Block Cursors
API server cursors are not limited to fetching one row at a time; they can retrieve multiple rows in each fetch. When working with a client/server database, such as Microsoft® SQL Server™, it is more efficient to fetch several rows at a time. The number of rows returned on a fetch is called the rowset size. Cursors that have a rowset size greater than one are called block cursors. In the supported APIs, you can use the block cursors in these ways:
- ODBC
- Set the statement attribute SQL_ATTR_ROWSET_SIZE to the size of the rowset.
- Use column-wise or row-wise binding to bind the columns to arrays of variables to hold the data from the rows returned. The number of elements in each array is equal to the rowset size.

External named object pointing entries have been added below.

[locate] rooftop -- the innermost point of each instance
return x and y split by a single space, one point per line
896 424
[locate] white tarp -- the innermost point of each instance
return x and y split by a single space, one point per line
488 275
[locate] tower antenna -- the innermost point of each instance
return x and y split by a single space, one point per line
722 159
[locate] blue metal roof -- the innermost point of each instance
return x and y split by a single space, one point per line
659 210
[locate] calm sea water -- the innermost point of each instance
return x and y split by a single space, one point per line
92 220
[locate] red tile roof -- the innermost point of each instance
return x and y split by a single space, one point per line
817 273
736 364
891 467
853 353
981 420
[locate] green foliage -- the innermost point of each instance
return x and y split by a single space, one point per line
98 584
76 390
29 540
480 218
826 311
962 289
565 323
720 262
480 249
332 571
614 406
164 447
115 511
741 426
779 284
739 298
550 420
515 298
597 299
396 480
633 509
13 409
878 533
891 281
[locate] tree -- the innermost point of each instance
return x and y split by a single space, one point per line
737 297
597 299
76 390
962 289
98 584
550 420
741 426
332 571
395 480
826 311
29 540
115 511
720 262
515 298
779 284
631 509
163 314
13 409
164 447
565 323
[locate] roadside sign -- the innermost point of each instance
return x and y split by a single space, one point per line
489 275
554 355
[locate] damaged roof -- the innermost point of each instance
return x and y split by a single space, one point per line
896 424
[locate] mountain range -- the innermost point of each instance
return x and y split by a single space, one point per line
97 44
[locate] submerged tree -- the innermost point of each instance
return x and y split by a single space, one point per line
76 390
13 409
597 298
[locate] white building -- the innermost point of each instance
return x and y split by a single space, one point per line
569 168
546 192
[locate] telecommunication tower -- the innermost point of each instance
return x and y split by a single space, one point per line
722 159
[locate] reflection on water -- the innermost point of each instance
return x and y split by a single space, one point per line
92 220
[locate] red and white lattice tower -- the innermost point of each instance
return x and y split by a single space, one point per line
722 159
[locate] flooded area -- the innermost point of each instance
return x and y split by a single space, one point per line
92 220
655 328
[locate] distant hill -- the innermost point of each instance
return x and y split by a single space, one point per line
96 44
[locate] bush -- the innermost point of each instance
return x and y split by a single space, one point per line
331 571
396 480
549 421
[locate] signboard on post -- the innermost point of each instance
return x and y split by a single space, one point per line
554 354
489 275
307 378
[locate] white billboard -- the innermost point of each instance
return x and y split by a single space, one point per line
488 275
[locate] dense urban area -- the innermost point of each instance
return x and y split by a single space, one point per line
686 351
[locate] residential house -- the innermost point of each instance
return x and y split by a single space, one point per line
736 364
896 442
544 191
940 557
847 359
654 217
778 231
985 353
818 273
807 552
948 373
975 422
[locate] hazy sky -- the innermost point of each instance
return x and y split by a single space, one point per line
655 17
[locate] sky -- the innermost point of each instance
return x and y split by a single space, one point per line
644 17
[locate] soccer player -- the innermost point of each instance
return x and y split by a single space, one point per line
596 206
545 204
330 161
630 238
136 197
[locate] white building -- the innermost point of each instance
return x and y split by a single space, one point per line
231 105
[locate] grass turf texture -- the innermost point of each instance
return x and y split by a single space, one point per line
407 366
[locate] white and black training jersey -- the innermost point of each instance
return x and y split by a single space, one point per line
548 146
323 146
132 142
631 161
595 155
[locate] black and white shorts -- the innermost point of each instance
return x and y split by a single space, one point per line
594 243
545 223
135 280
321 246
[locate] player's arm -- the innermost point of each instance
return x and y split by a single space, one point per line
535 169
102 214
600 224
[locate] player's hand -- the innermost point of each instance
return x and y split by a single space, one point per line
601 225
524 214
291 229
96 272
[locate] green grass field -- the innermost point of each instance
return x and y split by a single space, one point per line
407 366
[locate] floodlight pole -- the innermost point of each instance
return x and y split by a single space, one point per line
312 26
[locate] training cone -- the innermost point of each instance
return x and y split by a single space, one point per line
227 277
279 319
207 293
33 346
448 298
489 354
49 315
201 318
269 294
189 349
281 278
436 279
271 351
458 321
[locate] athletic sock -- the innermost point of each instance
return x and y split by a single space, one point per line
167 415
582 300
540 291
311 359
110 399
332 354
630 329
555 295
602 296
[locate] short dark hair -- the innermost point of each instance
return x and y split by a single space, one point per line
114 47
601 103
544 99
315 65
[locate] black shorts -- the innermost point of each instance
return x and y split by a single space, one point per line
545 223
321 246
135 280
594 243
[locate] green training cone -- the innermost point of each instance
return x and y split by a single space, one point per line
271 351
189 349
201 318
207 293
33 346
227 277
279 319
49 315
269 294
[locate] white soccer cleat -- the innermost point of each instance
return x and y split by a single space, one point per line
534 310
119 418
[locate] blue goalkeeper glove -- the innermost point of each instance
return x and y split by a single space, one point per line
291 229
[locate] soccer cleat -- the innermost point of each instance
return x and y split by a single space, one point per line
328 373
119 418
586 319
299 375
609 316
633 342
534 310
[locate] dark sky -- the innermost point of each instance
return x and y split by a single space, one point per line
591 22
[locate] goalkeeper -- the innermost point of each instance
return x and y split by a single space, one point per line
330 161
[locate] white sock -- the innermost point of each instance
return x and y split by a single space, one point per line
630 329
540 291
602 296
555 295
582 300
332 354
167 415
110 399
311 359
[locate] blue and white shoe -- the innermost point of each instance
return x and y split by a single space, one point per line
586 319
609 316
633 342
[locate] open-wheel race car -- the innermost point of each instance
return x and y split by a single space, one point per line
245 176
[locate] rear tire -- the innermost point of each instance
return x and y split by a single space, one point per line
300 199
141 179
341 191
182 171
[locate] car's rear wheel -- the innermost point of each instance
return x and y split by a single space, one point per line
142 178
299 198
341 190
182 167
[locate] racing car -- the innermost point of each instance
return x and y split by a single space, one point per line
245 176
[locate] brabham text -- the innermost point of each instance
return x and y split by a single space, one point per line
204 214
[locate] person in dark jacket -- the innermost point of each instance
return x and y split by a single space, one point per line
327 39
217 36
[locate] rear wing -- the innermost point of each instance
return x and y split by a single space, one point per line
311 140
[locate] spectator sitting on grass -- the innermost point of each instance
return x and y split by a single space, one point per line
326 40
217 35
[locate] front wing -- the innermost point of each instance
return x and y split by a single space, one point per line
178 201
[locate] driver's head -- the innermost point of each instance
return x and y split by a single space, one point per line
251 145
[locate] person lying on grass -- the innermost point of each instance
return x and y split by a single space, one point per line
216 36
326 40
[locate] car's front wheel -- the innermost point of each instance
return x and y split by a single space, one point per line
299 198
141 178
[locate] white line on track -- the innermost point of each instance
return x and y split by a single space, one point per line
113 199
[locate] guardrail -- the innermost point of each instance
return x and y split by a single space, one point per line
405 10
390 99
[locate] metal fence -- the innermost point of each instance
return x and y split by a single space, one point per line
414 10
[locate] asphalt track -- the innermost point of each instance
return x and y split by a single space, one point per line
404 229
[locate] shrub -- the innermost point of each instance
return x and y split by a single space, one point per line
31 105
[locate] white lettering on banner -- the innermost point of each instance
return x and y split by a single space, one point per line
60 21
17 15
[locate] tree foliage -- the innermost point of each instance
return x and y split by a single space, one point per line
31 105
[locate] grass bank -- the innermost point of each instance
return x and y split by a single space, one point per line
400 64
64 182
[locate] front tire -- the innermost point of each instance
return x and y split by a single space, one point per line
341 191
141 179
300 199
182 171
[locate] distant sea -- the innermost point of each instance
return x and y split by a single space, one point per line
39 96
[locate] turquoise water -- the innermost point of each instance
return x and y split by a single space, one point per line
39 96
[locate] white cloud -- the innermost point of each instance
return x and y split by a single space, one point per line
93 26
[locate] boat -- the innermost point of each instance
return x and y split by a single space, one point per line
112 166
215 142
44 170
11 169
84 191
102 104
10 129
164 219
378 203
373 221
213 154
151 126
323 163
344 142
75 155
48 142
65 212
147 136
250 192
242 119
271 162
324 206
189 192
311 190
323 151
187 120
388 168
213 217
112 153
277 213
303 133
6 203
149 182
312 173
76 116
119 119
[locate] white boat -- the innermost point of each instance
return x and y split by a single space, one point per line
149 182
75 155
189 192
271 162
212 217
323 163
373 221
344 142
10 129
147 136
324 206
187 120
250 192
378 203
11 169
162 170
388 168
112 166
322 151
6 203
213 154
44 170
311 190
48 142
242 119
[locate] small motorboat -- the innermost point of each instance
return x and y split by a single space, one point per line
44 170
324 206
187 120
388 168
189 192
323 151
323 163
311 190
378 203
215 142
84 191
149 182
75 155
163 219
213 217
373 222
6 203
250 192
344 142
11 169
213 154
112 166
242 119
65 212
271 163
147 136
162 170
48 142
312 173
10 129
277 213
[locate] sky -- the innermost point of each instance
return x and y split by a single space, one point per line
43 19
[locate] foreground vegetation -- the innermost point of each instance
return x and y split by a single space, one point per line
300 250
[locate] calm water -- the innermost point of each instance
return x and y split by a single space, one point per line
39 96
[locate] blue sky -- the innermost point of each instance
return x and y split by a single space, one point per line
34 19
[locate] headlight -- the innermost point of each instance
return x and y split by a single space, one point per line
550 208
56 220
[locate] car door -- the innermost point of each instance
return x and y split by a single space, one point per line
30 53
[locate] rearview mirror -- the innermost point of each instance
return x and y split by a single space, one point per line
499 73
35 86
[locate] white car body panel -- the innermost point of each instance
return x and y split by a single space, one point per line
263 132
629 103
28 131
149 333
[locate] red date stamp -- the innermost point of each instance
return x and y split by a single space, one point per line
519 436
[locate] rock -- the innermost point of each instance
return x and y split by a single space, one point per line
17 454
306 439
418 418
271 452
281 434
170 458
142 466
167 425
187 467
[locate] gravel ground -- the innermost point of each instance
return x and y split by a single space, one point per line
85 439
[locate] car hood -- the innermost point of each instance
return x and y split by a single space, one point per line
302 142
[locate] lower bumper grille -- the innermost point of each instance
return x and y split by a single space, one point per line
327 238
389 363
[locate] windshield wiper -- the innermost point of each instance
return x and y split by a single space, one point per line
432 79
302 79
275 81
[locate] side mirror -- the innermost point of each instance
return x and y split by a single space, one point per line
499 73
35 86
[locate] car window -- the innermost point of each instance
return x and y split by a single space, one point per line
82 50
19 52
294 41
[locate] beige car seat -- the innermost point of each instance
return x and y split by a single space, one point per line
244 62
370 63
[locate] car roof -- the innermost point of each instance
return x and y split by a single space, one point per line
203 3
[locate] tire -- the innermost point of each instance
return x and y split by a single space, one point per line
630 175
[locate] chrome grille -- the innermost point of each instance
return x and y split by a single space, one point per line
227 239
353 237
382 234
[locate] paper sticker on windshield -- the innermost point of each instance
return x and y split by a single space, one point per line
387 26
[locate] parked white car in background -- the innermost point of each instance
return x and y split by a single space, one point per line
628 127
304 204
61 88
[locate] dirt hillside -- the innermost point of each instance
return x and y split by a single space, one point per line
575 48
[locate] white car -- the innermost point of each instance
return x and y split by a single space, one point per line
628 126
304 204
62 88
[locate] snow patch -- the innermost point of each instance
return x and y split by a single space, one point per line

- Each call to SQLFetchScroll fetches the number of rows set with SQL_ATTR_ROWSET_SIZE.
- OLE DB
- Allocate an array of row handles and bind the columns represented by each handle to an array of variables to hold the column data.
- Call IRowset::GetNextRows with the cRows parameter set to the number of handles in the row handle array and the address of the array of row handles in the prghRows parameter.
- ADO
- Dim a variant to hold the data for the number of rows you want to retrieve.
- Optionally, position at the proper point in the cursor using the recordset methods Move, MoveFirst, MoveLast, MoveNext, and MovePrevious.
- Call the recordset method GetRows with the array parameter holding the address of the variant to hold the rows and the Crows parameter holding the number of rows to return. Optionally, have the Start parameter indicate the fetch position in the recordset.
- DB-Library
- Allocate arrays to hold the data for each column, and bind each array to its target column using dbcursorbind.
- Call dbcursorfetchex with the rownum parameter set to the number of rows to fetch.